Отсюда, наверное, тоже исток моей жажды, сонной жажды, оживления неподвижного. Фокуса, возможного лишь в балагане. Ведь и стихи – балаган. Хотя не мне судить.
Я пытаюсь ответить на вопрос, который мне всегда задают. Зачем в моих рисованных фильмах все, как в жизни? Зачем рисовать движение, если просто можно взять кинокамеру и снять? Легче, быстрее, и тот же результат. Не знаю. И так отвечаю на этот вопрос, и этак. Но, получается, отвечаю, почему так делаю, а не зачем.

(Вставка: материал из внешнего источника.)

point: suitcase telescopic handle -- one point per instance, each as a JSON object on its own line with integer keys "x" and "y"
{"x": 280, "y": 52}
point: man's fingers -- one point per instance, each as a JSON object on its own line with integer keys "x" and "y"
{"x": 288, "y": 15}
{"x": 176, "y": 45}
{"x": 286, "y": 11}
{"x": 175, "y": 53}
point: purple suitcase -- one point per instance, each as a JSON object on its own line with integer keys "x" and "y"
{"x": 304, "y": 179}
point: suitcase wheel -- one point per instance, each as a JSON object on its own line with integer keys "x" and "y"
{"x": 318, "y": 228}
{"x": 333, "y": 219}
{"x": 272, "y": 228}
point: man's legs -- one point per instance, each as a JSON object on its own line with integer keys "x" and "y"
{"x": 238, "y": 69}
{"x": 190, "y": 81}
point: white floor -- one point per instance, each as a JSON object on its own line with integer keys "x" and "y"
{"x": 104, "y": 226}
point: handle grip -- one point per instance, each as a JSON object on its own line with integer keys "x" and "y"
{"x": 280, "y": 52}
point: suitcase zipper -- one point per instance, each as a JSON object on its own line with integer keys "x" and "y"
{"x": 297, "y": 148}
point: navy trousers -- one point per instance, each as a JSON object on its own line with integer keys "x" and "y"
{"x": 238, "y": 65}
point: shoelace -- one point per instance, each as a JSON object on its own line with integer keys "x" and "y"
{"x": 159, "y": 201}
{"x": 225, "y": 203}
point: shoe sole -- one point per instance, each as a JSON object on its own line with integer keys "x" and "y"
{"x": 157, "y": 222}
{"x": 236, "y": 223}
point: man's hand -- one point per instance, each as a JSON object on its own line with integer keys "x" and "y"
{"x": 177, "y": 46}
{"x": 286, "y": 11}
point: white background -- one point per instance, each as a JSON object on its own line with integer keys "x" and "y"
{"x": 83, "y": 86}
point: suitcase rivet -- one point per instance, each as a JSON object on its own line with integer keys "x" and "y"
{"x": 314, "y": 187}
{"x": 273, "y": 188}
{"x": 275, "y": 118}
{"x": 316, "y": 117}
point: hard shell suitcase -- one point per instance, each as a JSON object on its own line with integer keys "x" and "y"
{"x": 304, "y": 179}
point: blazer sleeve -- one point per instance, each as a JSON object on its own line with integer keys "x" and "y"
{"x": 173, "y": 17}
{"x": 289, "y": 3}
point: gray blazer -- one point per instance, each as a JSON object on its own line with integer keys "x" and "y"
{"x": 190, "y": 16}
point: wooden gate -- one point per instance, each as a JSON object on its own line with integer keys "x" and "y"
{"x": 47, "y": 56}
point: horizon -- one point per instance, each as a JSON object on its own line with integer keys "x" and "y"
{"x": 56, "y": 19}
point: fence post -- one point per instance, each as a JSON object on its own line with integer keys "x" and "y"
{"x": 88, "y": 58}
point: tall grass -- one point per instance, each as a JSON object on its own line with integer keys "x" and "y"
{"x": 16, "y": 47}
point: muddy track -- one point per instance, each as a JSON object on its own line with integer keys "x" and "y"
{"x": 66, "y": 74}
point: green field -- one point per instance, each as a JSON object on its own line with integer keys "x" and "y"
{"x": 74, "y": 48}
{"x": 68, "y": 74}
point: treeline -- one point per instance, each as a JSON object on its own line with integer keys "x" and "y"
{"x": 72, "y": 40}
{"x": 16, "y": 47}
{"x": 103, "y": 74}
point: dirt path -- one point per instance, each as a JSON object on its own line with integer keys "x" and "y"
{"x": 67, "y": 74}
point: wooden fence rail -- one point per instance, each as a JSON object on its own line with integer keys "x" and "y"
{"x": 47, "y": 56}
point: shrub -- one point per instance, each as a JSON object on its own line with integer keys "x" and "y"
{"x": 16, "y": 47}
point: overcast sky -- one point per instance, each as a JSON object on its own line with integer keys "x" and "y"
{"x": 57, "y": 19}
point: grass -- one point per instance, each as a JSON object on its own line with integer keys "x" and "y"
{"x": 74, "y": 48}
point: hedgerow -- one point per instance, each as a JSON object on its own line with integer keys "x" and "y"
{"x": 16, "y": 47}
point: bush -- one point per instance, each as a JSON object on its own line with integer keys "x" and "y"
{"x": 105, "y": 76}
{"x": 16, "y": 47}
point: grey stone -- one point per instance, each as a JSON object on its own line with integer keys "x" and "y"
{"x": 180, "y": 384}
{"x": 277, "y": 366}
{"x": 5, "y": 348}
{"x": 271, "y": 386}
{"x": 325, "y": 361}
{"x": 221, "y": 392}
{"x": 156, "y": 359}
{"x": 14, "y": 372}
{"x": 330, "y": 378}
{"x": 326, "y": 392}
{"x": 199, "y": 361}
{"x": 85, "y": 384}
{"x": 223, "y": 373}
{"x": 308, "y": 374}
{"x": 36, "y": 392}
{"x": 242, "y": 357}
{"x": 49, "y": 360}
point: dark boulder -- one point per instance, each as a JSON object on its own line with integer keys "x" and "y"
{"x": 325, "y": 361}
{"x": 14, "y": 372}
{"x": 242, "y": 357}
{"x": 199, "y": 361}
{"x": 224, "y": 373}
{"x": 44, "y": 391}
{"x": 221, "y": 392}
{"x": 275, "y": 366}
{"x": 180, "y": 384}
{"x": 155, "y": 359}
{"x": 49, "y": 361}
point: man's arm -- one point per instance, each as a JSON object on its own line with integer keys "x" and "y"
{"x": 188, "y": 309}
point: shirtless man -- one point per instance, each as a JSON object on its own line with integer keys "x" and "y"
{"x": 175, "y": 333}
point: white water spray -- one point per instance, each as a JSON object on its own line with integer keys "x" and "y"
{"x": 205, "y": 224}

Реалистический мультфильм действительно кажется бессмыслицей. Но мне почему-то не хочется оживлять спички или абстрактные линии или кукол. Хотя я все это умею, поверьте. Но мне почему-то хочется нарисовать еловый лес так, как он есть на самом деле, безусловно, а потом нарисовать, как вершины елей ходят под ветром. Так, как они на самом деле ходят, безусловно.
Не знаю, зачем.
Нина Ивановна включила телевизор, чтобы веселее было гладить. Но передача о мультипликации так ее захватила, что она позабыла о раскаленном утюге – благо он стоял на подставке для чайника, – позабыла о ворохе холодного, с улицы, белья. Осеннего белья, такого белого, каким оно бывает только поздней осенью, в сумерки, в опавшем саду, на веревке между черных стволов. Открыв рот, опустив тяжелые руки, почти час простояла Нина Ивановна перед столом, накрытым специальным, для глажки выделенным, покрывалом, глядя в телевизор, где какой-то очень известный мультипликатор рассказывал о своем искусстве. О своей раз и навсегда найденной манере. Будто заглаживая вину, он показывал, что умеет и по-другому.